Reifenbreite. Warum breiter rollt.

30 mm rollt fast immer schneller als 25 mm. Bei gleichem Druck weniger Rollwiderstand, mehr Komfort, mehr Grip. Der einzige Grund für 25 mm war Aerodynamik — und Aero-Felgen sind heute breit genug, dass auch das nicht mehr gilt.

4 Min Lesezeit · Stand 04 / 2026 · 5 Quellen

Was die Daten sagen

Bei einem 70-kg-Fahrer auf glattem Asphalt rollt ein 30-mm-Reifen bei 4,2 bar ungefähr genauso schnell wie ein 25-mm-Reifen bei 6,5 bar — bei deutlich besserem Komfort und Grip.

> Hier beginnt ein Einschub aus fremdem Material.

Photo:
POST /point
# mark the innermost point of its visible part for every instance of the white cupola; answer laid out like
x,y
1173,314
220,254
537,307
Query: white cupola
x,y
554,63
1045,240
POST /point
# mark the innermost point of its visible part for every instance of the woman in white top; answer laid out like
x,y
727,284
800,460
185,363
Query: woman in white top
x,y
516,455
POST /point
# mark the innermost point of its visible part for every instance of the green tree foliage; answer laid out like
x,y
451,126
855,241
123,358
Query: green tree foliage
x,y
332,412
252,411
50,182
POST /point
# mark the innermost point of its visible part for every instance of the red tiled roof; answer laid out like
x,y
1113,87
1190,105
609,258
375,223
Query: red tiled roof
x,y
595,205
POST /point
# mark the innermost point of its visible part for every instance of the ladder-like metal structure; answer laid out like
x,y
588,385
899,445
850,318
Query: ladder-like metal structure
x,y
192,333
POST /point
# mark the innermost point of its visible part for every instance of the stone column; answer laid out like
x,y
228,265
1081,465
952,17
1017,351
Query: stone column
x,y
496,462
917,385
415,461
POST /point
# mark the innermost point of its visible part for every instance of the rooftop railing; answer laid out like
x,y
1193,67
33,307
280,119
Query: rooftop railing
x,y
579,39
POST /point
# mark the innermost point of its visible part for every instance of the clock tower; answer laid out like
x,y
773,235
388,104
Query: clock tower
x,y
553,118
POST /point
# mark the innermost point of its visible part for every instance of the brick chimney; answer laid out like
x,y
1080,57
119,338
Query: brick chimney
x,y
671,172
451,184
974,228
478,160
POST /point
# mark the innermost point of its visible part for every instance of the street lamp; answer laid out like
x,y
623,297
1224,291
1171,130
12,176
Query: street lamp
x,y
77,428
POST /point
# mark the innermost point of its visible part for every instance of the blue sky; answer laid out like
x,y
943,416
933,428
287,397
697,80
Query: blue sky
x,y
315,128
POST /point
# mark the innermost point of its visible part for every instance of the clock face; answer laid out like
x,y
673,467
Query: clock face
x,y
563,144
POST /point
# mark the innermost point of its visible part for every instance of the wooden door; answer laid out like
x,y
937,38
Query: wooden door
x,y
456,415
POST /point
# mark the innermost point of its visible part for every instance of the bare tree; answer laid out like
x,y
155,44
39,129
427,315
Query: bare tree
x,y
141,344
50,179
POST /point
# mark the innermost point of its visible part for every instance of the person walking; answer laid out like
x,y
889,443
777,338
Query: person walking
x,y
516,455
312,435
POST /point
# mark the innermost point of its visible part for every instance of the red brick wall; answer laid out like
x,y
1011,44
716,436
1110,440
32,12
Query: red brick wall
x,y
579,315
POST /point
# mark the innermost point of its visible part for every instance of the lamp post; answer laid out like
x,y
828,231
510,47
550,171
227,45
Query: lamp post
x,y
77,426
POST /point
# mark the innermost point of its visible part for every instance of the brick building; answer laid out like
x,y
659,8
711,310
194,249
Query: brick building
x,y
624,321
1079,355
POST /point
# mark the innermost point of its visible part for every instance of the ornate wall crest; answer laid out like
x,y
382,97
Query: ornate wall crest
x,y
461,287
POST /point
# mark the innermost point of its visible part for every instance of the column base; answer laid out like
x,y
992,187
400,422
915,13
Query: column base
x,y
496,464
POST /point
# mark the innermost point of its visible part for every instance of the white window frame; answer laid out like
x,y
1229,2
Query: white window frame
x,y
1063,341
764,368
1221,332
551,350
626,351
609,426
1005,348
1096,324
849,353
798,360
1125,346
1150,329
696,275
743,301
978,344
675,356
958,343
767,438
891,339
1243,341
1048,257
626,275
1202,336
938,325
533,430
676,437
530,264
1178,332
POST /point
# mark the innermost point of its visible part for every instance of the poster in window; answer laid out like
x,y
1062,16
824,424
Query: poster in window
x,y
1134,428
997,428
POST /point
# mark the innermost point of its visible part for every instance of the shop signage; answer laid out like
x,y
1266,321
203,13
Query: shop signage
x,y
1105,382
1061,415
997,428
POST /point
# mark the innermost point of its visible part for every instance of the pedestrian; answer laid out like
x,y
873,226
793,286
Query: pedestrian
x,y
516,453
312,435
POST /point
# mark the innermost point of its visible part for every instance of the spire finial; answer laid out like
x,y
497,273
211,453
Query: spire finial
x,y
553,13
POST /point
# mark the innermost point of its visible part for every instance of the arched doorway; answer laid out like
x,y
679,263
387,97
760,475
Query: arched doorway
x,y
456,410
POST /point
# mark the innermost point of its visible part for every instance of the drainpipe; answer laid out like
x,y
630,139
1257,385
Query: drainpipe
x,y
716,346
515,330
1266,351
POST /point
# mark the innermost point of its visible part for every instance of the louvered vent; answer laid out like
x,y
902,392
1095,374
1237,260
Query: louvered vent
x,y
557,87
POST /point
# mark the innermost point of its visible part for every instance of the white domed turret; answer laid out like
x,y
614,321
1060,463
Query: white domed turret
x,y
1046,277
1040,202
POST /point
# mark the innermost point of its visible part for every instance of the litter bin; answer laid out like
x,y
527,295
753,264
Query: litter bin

Die Annahme, schmaler sei aerodynamischer, hielt bis ungefähr 2018. Seitdem haben Felgenhersteller (Zipp, ENVE, DT Swiss) ihre Aerodynamik auf 28–32 mm Reifen optimiert. Eine 25-mm-Reife auf einer 23-mm-Innenweite-Felge ist heute aerodynamisch schlechter als eine 30-mm-Reife auf einer 25-mm-Innenweite-Felge.

Wann 30 mm nicht passt

Eingeschränkt sind nur drei Fälle: alte Rennräder mit Felgenbremsen (Rahmen-Clearance fehlt), reine Bahn- oder Track-Setups, und Hookless-Felgen mit eng definierten Tire-Width-Bereichen. Sonst: 30 mm oder breiter.

Was du als nächstes tust

Bei nächstem Reifenwechsel auf 30 oder 32 mm gehen, falls dein Rahmen 35 mm Clearance hat. Den Druck nach gemessener Breite einstellen, nicht nach nominaler. Die Rolllisten-Differenz fühlst du nach drei Kilometern.